This work addresses the vulnerability of collaborative machine learning to strategic manipulation, where participants may submit duplicated or noisy data to inflate their valuations and secure higher rewards, thereby compromising fairness and truthfulness in model training. The paper proposes a Bayesian incentive mechanism that, for the first time, theoretically guarantees both collaborative fairness (F) and truthfulness incentives (T). By integrating semivalue methods—such as the Shapley value—with a validation-set-based data valuation function (DVF), the mechanism ensures incentive compatibility through game-theoretic equilibrium analysis. It further provides principled relaxations for practical scenarios lacking validation sets or operating under budget constraints. Experiments on both synthetic and real-world datasets demonstrate that, at equilibrium, participants maximize their expected utility by contributing truthful data.

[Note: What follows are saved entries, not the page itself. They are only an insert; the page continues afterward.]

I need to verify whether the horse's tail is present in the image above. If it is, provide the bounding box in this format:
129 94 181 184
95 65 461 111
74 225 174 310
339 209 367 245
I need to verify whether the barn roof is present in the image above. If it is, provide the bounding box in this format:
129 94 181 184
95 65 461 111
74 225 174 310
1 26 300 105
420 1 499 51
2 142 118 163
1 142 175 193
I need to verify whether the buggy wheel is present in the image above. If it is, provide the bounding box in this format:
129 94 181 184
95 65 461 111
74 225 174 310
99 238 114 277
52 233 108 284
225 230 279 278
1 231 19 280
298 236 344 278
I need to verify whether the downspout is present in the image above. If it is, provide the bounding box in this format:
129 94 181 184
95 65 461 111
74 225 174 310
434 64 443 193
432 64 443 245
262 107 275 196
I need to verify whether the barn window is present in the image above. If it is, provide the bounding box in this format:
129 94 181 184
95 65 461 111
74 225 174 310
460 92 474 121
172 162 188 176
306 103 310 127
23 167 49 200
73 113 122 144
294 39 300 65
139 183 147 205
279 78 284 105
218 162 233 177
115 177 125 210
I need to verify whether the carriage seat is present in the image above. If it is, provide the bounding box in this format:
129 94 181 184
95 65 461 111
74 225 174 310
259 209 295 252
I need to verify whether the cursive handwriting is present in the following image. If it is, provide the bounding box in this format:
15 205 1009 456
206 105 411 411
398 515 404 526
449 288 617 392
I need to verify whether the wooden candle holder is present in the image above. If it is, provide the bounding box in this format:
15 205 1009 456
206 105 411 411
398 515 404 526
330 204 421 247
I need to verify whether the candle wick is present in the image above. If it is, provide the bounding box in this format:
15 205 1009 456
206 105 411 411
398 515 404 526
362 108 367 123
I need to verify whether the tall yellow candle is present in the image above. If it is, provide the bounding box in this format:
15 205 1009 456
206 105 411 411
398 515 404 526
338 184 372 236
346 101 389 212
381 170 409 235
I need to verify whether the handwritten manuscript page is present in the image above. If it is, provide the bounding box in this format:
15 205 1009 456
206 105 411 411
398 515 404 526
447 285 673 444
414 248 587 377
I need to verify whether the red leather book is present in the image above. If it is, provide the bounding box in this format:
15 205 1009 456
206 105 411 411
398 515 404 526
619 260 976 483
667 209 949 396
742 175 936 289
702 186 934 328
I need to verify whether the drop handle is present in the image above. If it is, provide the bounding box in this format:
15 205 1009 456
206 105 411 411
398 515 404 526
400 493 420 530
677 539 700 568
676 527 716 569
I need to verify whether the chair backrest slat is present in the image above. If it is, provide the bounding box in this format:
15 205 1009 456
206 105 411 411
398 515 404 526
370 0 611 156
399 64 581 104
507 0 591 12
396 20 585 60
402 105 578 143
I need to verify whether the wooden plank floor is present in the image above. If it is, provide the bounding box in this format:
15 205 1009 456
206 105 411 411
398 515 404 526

Collaborative machine learning involves training high-quality models using datasets from a number of sources. To incentivize sources to share data, existing data valuation methods fairly reward each source based on its data submitted as is. However, as these methods do not verify nor incentivize data truthfulness, the sources can manipulate their data (e.g., by submitting duplicated or noisy data) to artificially increase their valuations and rewards or prevent others from benefiting. This paper presents the first mechanism that provably ensures (F) collaborative fairness and incentivizes (T) truthfulness at equilibrium for Bayesian models. Our mechanism combines semivalues (e.g., Shapley value), which ensure fairness, and a truthful data valuation function (DVF) based on a validation set that is unknown to the sources. As semivalues are influenced by others' data, we introduce an additional condition to prove that a source can maximize its expected data values in coalitions and semivalues by submitting a dataset that captures its true knowledge. Additionally, we discuss the implications and suitable relaxations of (F) and (T) when the mediator has a limited budget for rewards or lacks a validation set. Our theoretical findings are validated on synthetic and real-world datasets.